Measuring Effectiveness
Three metrics track whether the process is working.
Decisions logged per story (leading indicator). Count the unspecified decisions from the agent’s decision log for each story. If the system is working, this number decreases over time because more decisions are pre-specified by existing ADRs and patterns, so the agent encounters fewer uncharted branch points. Learnings logged per story should also decrease.

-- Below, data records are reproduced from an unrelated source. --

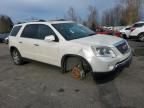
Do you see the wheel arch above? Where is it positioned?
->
[10,46,19,52]
[61,54,93,73]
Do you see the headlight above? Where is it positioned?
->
[92,47,116,58]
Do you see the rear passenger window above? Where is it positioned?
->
[10,26,22,37]
[37,24,55,40]
[21,24,38,38]
[21,24,56,40]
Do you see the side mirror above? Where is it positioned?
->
[44,35,55,42]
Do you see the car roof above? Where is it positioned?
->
[135,21,144,24]
[15,20,74,26]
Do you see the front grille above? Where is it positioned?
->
[116,41,129,54]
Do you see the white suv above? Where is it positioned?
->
[130,21,144,42]
[9,21,132,79]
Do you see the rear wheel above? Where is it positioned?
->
[139,33,144,42]
[65,57,90,80]
[11,49,23,65]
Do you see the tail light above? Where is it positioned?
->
[131,28,136,32]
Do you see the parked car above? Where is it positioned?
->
[0,35,8,43]
[4,36,9,44]
[130,21,144,42]
[9,21,132,79]
[96,27,122,37]
[120,27,131,39]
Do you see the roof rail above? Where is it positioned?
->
[32,19,46,22]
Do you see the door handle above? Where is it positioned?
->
[19,41,23,44]
[33,44,39,46]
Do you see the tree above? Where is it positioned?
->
[0,15,13,33]
[102,0,143,26]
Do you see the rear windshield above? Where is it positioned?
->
[10,26,21,37]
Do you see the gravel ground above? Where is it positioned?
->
[0,41,144,108]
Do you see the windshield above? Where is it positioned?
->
[52,23,95,40]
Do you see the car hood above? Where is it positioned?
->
[72,34,123,46]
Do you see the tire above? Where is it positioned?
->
[65,57,87,80]
[122,34,127,39]
[138,33,144,42]
[11,49,23,65]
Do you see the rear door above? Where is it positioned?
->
[19,24,39,60]
[37,24,59,65]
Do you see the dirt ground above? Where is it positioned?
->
[0,40,144,108]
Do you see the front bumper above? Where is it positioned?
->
[112,54,132,71]
[90,52,132,73]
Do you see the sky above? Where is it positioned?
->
[0,0,117,22]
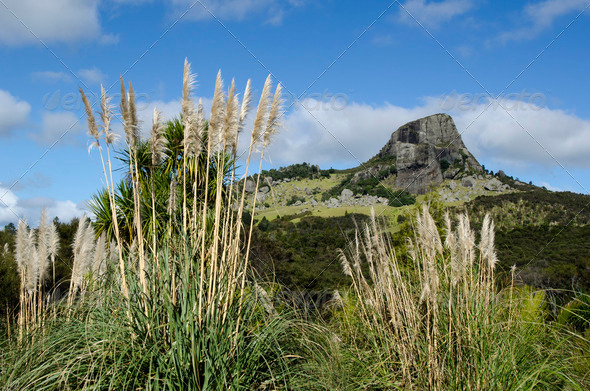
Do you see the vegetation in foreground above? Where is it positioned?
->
[0,63,590,390]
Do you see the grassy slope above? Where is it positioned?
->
[250,172,590,291]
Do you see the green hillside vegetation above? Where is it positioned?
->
[0,66,590,391]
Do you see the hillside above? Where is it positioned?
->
[247,115,590,292]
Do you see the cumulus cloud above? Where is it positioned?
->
[399,0,473,28]
[29,111,86,145]
[498,0,590,43]
[0,187,88,226]
[0,0,101,46]
[0,90,31,137]
[260,97,590,175]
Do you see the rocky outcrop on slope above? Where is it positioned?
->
[377,114,483,194]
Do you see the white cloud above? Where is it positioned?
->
[0,90,31,137]
[98,34,119,45]
[29,111,86,145]
[31,71,72,83]
[498,0,588,43]
[0,187,88,226]
[399,0,473,28]
[268,97,590,176]
[78,67,107,84]
[0,0,101,45]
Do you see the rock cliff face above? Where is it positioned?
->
[377,114,483,194]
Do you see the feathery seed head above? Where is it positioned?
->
[182,58,198,156]
[264,84,283,147]
[150,108,166,167]
[16,219,29,273]
[223,80,240,152]
[209,70,225,146]
[252,75,272,145]
[193,98,205,157]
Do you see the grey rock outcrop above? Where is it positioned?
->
[338,189,354,201]
[378,114,482,194]
[461,176,476,187]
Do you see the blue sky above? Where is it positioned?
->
[0,0,590,225]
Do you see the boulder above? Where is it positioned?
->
[339,189,354,201]
[377,114,483,194]
[461,176,476,188]
[483,178,504,191]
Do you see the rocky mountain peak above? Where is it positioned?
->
[377,114,483,194]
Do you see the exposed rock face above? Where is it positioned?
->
[378,114,482,194]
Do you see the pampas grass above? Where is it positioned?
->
[326,206,576,390]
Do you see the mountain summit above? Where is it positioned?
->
[375,114,483,194]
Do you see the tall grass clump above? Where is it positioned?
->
[3,62,302,390]
[309,206,581,390]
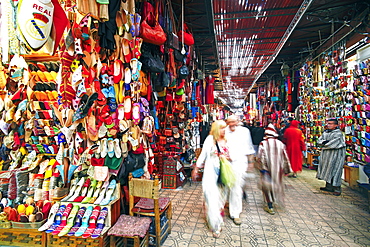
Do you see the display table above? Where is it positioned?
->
[343,165,359,189]
[0,228,47,247]
[307,152,320,170]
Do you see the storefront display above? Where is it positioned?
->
[0,0,221,246]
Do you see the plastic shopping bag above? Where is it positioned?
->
[219,156,236,188]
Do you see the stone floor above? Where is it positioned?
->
[162,169,370,247]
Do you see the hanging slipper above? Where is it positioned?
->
[122,38,132,63]
[129,14,136,38]
[130,58,142,81]
[91,207,108,239]
[132,37,143,59]
[58,205,80,237]
[116,10,127,36]
[134,13,141,37]
[123,96,132,120]
[132,103,140,125]
[125,67,132,91]
[113,59,123,83]
[86,111,99,141]
[17,0,54,50]
[129,125,141,151]
[67,207,86,236]
[82,93,98,117]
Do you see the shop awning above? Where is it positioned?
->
[172,0,369,107]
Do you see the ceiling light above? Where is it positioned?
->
[280,63,290,77]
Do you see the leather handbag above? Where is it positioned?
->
[177,23,194,46]
[166,1,180,50]
[140,52,164,73]
[179,65,189,79]
[140,12,167,45]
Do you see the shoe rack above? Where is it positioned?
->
[46,184,121,247]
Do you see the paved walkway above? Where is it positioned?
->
[162,169,370,247]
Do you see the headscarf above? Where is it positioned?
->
[263,124,279,140]
[289,120,299,128]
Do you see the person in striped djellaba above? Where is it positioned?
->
[316,118,346,196]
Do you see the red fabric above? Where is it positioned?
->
[206,77,215,104]
[284,120,306,172]
[51,0,68,53]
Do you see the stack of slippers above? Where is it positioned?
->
[38,203,108,238]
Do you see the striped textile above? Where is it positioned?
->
[257,137,292,203]
[316,129,346,186]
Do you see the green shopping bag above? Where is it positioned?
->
[219,155,236,188]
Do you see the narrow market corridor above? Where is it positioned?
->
[162,168,370,247]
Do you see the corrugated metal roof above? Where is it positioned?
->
[213,0,303,99]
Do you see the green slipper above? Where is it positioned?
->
[81,179,98,203]
[58,205,80,237]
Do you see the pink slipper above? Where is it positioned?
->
[123,96,132,120]
[132,103,140,125]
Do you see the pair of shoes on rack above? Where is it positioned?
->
[263,206,275,215]
[320,187,334,192]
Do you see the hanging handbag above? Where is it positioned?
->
[140,12,167,45]
[179,65,189,79]
[177,23,194,46]
[140,52,164,73]
[166,1,180,50]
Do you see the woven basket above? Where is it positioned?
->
[47,234,110,247]
[0,228,46,247]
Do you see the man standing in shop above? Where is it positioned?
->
[316,118,346,196]
[226,115,254,225]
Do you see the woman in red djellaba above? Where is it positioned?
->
[284,120,306,178]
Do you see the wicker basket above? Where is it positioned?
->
[47,233,110,247]
[0,221,12,229]
[0,228,46,247]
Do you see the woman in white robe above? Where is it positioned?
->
[192,120,230,238]
[257,124,292,214]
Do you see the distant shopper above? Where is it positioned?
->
[316,118,346,196]
[249,122,265,154]
[279,117,293,136]
[284,120,306,178]
[226,115,255,225]
[256,124,292,214]
[192,120,229,238]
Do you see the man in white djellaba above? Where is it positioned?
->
[226,115,255,225]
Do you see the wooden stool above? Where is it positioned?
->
[108,215,152,247]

Promoted pitfalls and patterns mean the next agent inherits prior knowledge rather than rediscovering it.
Rework rate (lagging indicator). How often does a developer reject or significantly modify the agent’s output during top-hat? Track per story (count the revised entries in spec changelogs). If the system is working, rework decreases because the agent’s implementation is more tightly constrained toward the desired outcome.
Time to acceptable output (efficiency indicator). Total elapsed time from “developer starts specifying” to “implementation is accepted.” This should decrease as the knowledge corpus grows and the agent needs less per-story specification to produce correct results.
The compounding effect is the real payoff. Each correction that updates a spec or creates an ADR prevents the same mistake from recurring. Each promoted pattern eliminates a class of stylistic divergence. The corpus gets richer, the per-story effort gets lighter, and the output quality improves. It is a self-reinforcing loop.